Toma uno
Lo veo venir. Paró su BMW negro frente a mi carro. Las bocinas de las 6 de la mañana suenan repetidamente. Yo estoy atrapado entre su carro y el carro de atrás. No tengo maniobra. Se baja y durante un par de minutos interminables vocifera, grita, insulta, amenaza, escupe.
Con dos puñetazos feroces rompe los retrovisores, patea, cocea la lodera, me vuelve a retar a que me baje. Mi esposa, nerviosa, me agarra el brazo y me dice: «Carlos, no te bajes». No pensaba hacerlo. En un momento dado regresa a su carro. Metiendo solo medio cuerpo, busca bajo el asiento derecho, el del conductor. ¿Irá a sacar un arma? Pienso rápidamente en un plan de salida. Regresa con algo en su mano derecha. Es un teléfono. Respiro.

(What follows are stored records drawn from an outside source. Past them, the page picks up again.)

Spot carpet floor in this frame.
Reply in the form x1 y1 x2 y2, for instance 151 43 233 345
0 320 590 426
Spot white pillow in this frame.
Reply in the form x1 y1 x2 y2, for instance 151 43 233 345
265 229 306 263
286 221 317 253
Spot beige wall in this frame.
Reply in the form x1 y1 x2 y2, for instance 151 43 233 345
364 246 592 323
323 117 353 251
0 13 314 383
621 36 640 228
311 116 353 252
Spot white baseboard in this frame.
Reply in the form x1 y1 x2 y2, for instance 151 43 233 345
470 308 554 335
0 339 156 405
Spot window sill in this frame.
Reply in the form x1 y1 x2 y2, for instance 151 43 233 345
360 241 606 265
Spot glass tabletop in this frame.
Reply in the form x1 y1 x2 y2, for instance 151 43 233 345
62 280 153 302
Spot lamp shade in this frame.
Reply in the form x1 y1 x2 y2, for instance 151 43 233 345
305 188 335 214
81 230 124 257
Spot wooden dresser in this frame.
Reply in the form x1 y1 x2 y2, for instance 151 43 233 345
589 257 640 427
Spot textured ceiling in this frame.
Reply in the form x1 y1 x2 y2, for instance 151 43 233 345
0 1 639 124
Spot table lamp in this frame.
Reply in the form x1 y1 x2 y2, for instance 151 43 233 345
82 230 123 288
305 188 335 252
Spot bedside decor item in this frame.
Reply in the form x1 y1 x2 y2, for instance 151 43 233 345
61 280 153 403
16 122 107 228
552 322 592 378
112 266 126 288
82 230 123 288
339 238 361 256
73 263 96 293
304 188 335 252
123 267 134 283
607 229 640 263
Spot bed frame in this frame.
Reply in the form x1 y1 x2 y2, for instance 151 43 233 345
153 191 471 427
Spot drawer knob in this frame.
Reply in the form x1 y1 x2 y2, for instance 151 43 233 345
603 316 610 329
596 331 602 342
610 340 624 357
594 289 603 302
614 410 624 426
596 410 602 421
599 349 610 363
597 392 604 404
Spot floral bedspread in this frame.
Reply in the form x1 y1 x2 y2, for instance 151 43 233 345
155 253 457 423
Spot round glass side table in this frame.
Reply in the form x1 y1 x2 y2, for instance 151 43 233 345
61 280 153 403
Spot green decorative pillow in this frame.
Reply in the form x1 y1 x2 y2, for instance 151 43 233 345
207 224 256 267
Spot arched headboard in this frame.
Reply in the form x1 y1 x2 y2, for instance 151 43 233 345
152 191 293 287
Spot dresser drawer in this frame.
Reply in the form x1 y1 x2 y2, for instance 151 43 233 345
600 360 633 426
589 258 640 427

Toma fotos, vuelve a patear mi carro y se va. Miro adelante y veo una radiopatrulla. Arranco, la rebaso y hablo con el policía. Detenemos el BMW y al agresor. Paolo, de 21 años, estudiante universitario, ojos claros y agresivos, tenía derecho a hacerme esto porque había topado su retrovisor en una parte de mi carro. A él y a su propiedad no se los toca ni por accidente. Si va armado me mata. Estoy seguro.
Toma dos
Mi amiga Elena estuvo ayer en el Congreso. Se fue a sentar donde nos encontrábamos las personas que apoyábamos las reformas. Ella es como yo, hija de un padre extranjero y de otro guatemalteco, y eso a ella se le nota. Inmediatamente la identificaron. Lo veían, tomaban fotos, murmuraban, señalaban.
Y sí. Ocurrió lo que ustedes están pensando. Una señora de unos 55 años se le acercó y le ordenó que se regresara a su país. Le advirtió que le habían tomado fotos y que en Guatemala no era bienvenida. «Nosotros, los verdaderos patriotas, no permitimos injerencia extranjera», dijo. Al día siguiente reconoció a la señora en la foto en primera plana de uno de los diarios, en la cual se veía gritando y señalando al hemiciclo en actitud agresiva.
Toma tres
Cinco de la mañana. Antes de iniciar mi partido diario de tenis saco el tema de la brutal agresión que sufrieron las niñas ante mis compañeros madrugadores. La conversación se desvía y empiezan a surgir la frasecita «derecho a libre locomoción», la imprudencia de las niñas y las justificaciones para el conductor.
Oyéndolos, pienso en el discurso predominante y en su imposición en el subconsciente colectivo. Ninguno de ellos se ha quedado atascado en una manifestación. Sin embargo, utilizan ese recurso y esa historia como si se les hubiera ido la vida y todo su capital en ello.
Toma cuatro
Hoy pienso en las niñas con sus faldas a cuadros y su suéter de uniforme saliendo a la calle y ejerciendo ciudadanía. Habían preparado sus carteles reivindicativos. Pedían a las autoridades del centro y del ministerio la solución a sus problemas, que, vistos desde afuera, nos parecerían vacuos: una excursión, cuentas del manejo de unos fondos por parte de maestros (maldita corrupción), nombramientos de personal. Cosas de adolescentes preocupados por su futuro. Seguro el día anterior se habían reunido a la salida del instituto, en la tienda de la esquina, y se habían repartido el trabajo, las cartulinas, los marcadores, el contenido, las acciones y la logística.
Y pienso en mí y en mi esposa, en el tipo violento que nos agredió, en la seguridad de que, de haber tenido un arma, la habría usado en mi contra y en las ganas de matar que tuvo el agresor de los estudiantes. También pienso en mi amiga y en las amenazas gratuitas que recibió porque se ajusta al estereotipo de cooperante izquierdista extranjera, cuando tenía el mismo derecho a estar allí que la señora bien que la amedrentó.
Guatemala es de los violentos, de los excluyentes, de los simples, de los racistas. Estoy cansado. Voy a pedir vacaciones como aquel.